PuerkitoBio / purell

tiny Go library to normalize URLs
BSD 3-Clause "New" or "Revised" License
468 stars 59 forks source link

Return to using stdlib's URL escaping #14

Open ghost opened 9 years ago

ghost commented 9 years ago

Issue 5684 is now closed, so it might be time to revert PR 9.

mna commented 9 years ago

Yeah, it is now fixed in Go1.5 but it's unlikely people will all upgrade that fast, so I'd be tempted to leave it in for a while, at least until Go1.6, maybe even another release after that. I think a conditional build tag could be used, I may take a look at that when I have a moment, so I'll leave that open.

Thanks for the heads up!

beeker1121 commented 7 years ago

I tried making this change locally (returning u.String() in the NormalizeURL() method and using url.QueryEscape in the sortQuery() method), however quite a bit of the tests fail after doing so.

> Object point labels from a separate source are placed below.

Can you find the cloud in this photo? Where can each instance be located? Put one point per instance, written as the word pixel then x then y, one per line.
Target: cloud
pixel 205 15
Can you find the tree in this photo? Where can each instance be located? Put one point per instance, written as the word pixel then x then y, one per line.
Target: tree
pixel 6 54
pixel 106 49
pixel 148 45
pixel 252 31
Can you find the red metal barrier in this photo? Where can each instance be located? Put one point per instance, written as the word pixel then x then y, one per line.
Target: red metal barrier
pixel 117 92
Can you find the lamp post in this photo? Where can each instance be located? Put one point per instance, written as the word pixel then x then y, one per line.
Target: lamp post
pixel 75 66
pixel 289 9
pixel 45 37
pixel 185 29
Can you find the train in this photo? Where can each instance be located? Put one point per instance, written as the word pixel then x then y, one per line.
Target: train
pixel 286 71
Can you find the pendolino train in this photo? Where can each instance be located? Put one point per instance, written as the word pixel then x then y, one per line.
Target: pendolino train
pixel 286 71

Should this be expected, and the tests just need to be fixed? I'm just unsure which package (net/url or urlesc) is handling everything correctly, as per the RFC stuff.

Here's the output of a portion of the tests:

purell_test.go:715: running LowerScheme...
purell_test.go:715: running LowerScheme2...
purell_test.go:715: running LowerHost...
purell_test.go:715: running UpperEscapes...
purell_test.go:731: UpperEscapes - FAIL expected 'http://www.whatever.com/Some%AA%20Special%8Ecases/', got 'http://www.whatever.com/Some%aa%20Special%8Ecases/'
purell_test.go:715: running UnnecessaryEscapes...
purell_test.go:731: UnnecessaryEscapes - FAIL expected 'http://www.toto.com/AB.D/23R-/_~', got 'http://www.toto.com/%41%42%2E%44/%32%33%52%2D/%5f%7E'
purell_test.go:715: running RemoveDefaultPort...
purell_test.go:715: running RemoveDefaultPort2...
purell_test.go:715: running RemoveDefaultPort3...
purell_test.go:715: running Safe...
purell_test.go:731: Safe - FAIL expected 'http://www.src.ca/to%1Ato%8B%EE/OKnowABC~', got 'http://www.src.ca/to%1ato%8b%ee/OKnow%41%42%43%7e'
purell_test.go:715: running BothLower...
purell_test.go:731: BothLower - FAIL expected 'http://www.src.ca:80/to%1Ato%8B%EE/OKnowABC~', got 'http://www.src.ca:80/to%1ato%8b%ee/OKnow%41%42%43%7e'
purell_test.go:715: running RemoveTrailingSlash...
purell_test.go:715: running RemoveTrailingSlash2...
purell_test.go:715: running RemoveTrailingSlash3...
purell_test.go:715: running AddTrailingSlash...
purell_test.go:731: AddTrailingSlash - FAIL expected 'http://www.SRC.ca:80/', got 'http://www.SRC.ca:80%2F'

Edit: After researching more into it, it appears that this commit https://github.com/golang/go/commit/874a605af0764a8f340c3de65406963f514e21bc changed how the String() method decides how to encode the Path field. A new RawPath field was introduced in this commit, and this field is used to compare against the Path field. If RawPath is a valid encoding of Path, it simply uses it instead of Path.

One fix that resolves most of the test errors is just setting u.RawPath = u.Path before calling u.String() (if taking urlesc package out of the picture). However, while this solves all of the main tests, the TestDecodeUnnecessaryEscapesAll and TestEncodeNecessaryEscapesAll tests fail.

While the standard String() method gets the majority of the escaping correct after doing the path fix, it still does not handle the !, ', (, ), [, ], and * characters as we would probably want. I believe this is due to Go trying to follow the newest RFC specs. RFC 2396 labels these characters (marks) as unreserved (except [ and ] which most browsers accept, so we include), while RFC 3986 does not allow them anymore.

So, what do you think would be best? AFAIK, most browsers and other clients will still allow the unreserved characters labeled in RFC 2396, which the current urlesc package handles escaping correctly. Maybe it's best to keep using that package and forget about the standard lib for now?

mna commented 7 years ago

Yeah, I did give it a shot a while ago and ran into those issues but I didn't dig deeper at that moment, sorry I should've documented it a bit here. Thanks for looking into it, I think that regardless of what browsers support, the change should try to maintain behaviour with what purell does now.

If it's down to only those few characters, maybe it could be done in purell itself, modifying the *url.URL struct directly, so we could get rid of the external dep.

AlekSi commented 7 years ago

Would like to see the latest comment implemented.

mna commented 7 years ago

Me too! I'd be happy to accept a PR that implements this and makes all tests pass.